American glam-rocking singer/songwriter Adam Lambert concedes, with a self-chiding laugh half-way through our conversation, that “sometimes success and fame can feel a little bit like double-edged swords that bring great things but also bring unexpected things, like being misunderstood or underestimated, and that can be hard.”
With his singular voice and musical vision, Lambert found enormous US success as the runner-up on the 2009 season of American Idol. Though he well and truly owned the stage every week, he was best known for two blistering but utterly different performances during his time on Idol, each of which showcased his enormous versatility and vocal prowess.
One of them was a mind-blowing psychedelic freak-rock interpretation of Johnny Cash’s ‘Ring of Fire’ and the other a heart-wrenching, pared-back cover of the Tears For Fears song ‘Mad World.’
He also managed to do what only two other Idol finalists (and eventual winners) Kelly Clarkson and Carrie Underwood had done post-Idol: he parlayed his success into an international career with the release of a truly great debut album that was worthy of his considerable talents.
For Your Entertainment was a fearlessly wide-ranging album on which Lambert indulged his musical magpie tendencies, trying multiple genres on for size and succeeding in doing so as he sang his way through everything from stomping glam rock to gorgeously haunting ballads and superbly emotive songs that were drenched in everything from hints of eastern exoticism to the nostalgia of full-on synth-laden ‘80s pop and electronica.
It spoke to the enormity of Lambert’s self-effacing talent, poise and promise as a performer that British band Muse and American songstresses Pink and Lady Gaga all gifted him songs for the album, with the latter enthusiastically declaring herself to be Lambert’s “musical soul sister.”
“From what I’ve gathered, Australia really understands the value in joy and peace and being able to live a life that’s satisfying.”
Much, too, was made of Lambert’s sexuality. During his time on Idol, he refused to address speculation that he was gay. Many argued that the speculation unjustly cost him the winner’s crown, something Lambert told US Rolling Stone magazine was “probably” true when he was later interviewed for a cover story.
Still, as he puts it, “I don’t think I was ever hiding anything. I more-or-less went into it with a ‘what you see is what you get’ mentality. I mean, I was a 27-year-old middle-class white guy wearing make-up and heels, what did people think they were getting, you know?”
Lambert laughs and pauses before continuing: “When I came out, I think I kind of did so with a sense of weariness and hesitation. I’ve lived openly my whole life so was in no way ashamed of who or what I am, but I was aware that coming out publicly, as it were, would possibly alter the way people looked at me or perceived me. But, that said, I’m really an open book. I think I always knew that anybody who had a problem with my orientation probably wasn’t somebody I wanted to connect with anyway.”
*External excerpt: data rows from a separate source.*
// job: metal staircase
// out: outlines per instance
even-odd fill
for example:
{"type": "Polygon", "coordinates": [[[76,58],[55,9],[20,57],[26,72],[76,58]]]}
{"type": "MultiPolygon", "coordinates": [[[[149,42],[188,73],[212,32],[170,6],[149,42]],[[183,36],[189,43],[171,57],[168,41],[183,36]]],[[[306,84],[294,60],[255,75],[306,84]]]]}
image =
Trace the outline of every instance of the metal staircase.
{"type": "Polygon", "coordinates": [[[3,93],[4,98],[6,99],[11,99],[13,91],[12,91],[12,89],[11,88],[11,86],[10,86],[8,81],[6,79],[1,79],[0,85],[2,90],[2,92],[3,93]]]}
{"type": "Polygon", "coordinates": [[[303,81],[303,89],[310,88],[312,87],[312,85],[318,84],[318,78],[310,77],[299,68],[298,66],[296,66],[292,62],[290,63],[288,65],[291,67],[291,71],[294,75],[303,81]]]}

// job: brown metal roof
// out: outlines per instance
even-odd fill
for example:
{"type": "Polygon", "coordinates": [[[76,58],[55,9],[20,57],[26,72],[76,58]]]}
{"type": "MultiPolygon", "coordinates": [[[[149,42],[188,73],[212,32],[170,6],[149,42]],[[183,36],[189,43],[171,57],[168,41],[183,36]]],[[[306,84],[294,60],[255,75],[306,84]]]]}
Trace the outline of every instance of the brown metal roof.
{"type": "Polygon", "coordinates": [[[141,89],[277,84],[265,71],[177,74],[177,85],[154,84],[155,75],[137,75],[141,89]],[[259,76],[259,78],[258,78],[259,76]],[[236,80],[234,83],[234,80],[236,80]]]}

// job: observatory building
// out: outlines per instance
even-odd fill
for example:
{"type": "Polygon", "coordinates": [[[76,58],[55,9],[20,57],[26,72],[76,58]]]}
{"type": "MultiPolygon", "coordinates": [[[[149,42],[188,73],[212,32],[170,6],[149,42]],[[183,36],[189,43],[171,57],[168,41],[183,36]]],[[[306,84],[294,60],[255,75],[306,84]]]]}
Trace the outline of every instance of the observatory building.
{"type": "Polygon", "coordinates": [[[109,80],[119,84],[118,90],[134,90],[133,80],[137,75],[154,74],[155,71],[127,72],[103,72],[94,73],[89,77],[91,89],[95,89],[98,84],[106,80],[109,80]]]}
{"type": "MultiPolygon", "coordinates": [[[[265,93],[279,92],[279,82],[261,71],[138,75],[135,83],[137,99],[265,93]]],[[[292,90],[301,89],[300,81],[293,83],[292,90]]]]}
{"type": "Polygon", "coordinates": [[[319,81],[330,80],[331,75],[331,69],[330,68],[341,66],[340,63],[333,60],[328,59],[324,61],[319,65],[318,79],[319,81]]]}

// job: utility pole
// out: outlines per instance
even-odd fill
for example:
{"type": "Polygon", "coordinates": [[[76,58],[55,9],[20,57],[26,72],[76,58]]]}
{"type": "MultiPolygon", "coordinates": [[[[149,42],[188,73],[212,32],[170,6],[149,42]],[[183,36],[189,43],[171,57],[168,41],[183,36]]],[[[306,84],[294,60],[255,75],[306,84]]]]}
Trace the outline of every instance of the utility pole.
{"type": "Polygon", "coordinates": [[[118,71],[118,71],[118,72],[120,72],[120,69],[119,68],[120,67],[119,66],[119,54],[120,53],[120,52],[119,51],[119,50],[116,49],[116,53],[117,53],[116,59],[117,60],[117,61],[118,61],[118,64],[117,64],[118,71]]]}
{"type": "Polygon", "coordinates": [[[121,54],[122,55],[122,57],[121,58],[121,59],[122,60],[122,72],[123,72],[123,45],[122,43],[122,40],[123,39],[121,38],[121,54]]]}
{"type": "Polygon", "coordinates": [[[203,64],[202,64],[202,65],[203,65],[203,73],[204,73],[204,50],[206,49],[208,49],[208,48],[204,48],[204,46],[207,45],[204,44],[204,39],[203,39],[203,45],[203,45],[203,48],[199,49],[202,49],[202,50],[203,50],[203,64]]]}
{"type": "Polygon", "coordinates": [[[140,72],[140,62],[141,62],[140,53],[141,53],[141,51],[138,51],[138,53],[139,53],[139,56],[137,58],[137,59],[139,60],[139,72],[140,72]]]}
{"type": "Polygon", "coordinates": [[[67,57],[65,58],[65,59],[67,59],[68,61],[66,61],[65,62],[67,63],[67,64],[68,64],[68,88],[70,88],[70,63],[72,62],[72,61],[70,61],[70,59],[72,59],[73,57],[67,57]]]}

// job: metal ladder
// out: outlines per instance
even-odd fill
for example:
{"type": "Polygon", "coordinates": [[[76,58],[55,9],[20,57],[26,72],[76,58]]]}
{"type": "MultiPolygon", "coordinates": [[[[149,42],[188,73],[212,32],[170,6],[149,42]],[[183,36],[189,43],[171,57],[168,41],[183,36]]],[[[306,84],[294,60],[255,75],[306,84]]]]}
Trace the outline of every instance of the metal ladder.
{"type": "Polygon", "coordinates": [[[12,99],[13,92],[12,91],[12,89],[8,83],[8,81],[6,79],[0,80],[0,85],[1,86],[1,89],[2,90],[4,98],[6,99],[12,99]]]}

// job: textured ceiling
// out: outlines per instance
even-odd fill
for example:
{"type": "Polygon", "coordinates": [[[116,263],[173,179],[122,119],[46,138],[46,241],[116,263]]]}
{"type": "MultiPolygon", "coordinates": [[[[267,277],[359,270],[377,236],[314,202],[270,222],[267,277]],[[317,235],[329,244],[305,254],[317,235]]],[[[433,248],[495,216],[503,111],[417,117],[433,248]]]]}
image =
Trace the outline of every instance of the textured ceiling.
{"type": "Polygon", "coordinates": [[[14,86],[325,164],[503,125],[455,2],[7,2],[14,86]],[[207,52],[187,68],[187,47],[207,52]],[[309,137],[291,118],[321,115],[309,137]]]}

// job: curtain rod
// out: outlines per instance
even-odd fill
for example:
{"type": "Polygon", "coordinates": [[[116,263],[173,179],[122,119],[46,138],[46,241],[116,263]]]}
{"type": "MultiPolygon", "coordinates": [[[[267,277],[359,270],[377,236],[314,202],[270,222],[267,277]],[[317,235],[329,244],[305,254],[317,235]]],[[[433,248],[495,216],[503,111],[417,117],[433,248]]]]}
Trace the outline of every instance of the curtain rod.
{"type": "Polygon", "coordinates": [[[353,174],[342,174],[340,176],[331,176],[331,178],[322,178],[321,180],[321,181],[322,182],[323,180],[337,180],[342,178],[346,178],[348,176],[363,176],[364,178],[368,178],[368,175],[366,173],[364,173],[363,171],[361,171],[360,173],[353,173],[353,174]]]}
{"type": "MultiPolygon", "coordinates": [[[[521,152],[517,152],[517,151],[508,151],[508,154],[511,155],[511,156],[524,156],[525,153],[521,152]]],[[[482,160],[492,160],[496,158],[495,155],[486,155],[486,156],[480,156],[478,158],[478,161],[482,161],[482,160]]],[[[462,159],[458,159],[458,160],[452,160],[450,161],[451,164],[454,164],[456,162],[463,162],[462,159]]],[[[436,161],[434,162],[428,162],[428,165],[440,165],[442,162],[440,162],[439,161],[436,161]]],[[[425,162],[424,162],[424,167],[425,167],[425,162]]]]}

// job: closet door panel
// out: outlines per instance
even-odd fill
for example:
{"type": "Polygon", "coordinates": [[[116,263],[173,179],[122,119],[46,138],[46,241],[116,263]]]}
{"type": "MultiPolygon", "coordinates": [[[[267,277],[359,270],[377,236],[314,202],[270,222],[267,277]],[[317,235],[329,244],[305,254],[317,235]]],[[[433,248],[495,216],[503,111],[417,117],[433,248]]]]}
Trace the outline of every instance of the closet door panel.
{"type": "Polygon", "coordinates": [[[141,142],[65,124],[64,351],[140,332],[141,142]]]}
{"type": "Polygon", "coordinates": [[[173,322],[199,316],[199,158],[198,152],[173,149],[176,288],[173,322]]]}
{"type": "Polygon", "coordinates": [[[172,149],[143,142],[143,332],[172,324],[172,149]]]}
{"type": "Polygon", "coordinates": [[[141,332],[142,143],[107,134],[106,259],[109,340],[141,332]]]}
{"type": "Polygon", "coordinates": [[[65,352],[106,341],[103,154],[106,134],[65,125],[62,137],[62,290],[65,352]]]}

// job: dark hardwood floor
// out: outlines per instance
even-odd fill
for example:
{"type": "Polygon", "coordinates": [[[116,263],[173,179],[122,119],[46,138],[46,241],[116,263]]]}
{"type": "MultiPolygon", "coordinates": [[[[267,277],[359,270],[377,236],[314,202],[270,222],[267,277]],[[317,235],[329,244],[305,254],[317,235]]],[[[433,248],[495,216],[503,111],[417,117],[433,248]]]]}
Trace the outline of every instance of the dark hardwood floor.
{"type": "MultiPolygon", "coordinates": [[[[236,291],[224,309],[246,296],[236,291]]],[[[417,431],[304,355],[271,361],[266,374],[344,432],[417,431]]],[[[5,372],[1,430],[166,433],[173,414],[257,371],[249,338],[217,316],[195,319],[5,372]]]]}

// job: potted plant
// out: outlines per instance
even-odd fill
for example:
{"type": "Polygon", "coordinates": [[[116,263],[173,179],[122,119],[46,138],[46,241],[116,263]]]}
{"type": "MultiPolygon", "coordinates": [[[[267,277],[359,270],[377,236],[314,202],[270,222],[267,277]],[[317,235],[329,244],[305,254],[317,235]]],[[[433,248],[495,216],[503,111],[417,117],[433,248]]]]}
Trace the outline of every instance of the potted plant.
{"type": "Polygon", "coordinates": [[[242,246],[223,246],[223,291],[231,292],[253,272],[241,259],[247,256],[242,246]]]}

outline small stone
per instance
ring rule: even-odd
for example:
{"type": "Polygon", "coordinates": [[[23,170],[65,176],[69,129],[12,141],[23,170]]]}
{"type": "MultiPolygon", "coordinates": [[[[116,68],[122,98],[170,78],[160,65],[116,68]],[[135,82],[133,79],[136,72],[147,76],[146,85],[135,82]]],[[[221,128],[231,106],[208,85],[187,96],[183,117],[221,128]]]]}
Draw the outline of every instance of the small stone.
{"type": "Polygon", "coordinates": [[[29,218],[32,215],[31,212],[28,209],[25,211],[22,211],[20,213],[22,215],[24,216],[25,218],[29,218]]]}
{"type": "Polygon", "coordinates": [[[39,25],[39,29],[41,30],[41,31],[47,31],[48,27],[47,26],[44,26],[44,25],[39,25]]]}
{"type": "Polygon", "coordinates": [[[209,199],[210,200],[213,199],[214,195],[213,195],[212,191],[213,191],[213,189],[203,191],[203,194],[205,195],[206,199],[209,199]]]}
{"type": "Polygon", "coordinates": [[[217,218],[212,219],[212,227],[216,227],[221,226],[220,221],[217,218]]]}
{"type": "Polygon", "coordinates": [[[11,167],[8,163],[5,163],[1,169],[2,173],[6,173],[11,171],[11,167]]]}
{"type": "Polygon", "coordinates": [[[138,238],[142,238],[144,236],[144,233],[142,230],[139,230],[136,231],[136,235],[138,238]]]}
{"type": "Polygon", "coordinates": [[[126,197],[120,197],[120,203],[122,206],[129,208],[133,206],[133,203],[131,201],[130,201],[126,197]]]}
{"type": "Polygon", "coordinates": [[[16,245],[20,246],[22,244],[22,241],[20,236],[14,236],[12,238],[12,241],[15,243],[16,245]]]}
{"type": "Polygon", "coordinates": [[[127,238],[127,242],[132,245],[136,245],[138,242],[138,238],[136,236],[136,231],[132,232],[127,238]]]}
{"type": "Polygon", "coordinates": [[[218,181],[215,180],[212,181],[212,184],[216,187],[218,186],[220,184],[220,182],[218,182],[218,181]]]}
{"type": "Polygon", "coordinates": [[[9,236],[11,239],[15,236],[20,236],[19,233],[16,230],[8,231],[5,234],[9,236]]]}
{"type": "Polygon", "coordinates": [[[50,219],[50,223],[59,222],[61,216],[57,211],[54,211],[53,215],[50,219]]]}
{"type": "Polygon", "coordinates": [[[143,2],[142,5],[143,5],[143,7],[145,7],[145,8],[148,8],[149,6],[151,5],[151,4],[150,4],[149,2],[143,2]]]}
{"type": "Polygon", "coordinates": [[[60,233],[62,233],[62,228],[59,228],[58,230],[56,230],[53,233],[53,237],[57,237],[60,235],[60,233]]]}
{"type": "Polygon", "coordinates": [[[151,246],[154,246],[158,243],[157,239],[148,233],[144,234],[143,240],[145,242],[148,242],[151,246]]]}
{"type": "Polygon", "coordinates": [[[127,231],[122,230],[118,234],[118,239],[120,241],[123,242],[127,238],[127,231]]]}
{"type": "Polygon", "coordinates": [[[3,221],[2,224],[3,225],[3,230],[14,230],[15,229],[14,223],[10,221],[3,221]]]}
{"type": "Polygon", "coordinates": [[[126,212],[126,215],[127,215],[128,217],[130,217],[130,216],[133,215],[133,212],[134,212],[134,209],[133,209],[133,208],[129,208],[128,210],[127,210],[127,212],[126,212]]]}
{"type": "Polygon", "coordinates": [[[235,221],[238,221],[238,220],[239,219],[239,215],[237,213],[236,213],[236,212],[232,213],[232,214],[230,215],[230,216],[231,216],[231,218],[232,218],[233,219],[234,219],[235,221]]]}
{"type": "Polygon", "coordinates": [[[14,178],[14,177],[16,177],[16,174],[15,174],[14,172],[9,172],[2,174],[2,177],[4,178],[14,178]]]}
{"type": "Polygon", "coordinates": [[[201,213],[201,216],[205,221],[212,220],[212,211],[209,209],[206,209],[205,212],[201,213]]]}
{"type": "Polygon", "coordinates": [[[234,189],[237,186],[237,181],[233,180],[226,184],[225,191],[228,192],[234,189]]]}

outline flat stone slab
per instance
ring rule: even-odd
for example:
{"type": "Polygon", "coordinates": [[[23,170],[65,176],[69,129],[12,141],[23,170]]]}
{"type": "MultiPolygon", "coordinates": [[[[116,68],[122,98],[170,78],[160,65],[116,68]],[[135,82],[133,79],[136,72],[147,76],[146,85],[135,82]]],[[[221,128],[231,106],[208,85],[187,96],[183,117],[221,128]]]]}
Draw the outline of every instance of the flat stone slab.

In May, Lambert released his much-anticipated second album, Trespassing. Whereas For Your Entertainment had reached number three on the US Billboard Albums Chart, his sophomore effort bettered that not inconsiderable achievement by debuting at number one.
Not surprisingly, the media was filled with headlines about Lambert being the first openly gay artist to debut on the Billboard Album Charts in the top spot. Again, it seemed that his sexuality was synonymous with his music, the two hopelessly conflated and inseparable, something Lambert admits he finds tiring at times.
“It always feels a bit different when I am talking about these issues for a LGBT publication like yours because I feel like that audience that’s reading it may understand these struggles a whole lot more. When it’s for a mainstream publication, yes, it tends to be a lot more sensationalised and I do find that frustrating and problematic when it’s all about my sexuality and not so much about my music. I think the goal is to try and find a balance, which can be tricky, because often I have no control over it,” he says.
“Being gay is definitely a part of my identity and who I am and it’s something I am completely, one hundred percent comfortable with. I don’t hide who I am when I write lyrics. I refer to my own life, my own struggles, my own joy, my own love, whatever.
“On one side, I see it as very important to be outspoken and to be visible as being that, especially for young people and for the next generation who are coming up, who are looking for examples of people who are not letting their sexuality keep them from doing exactly whatever the hell they want, basically.”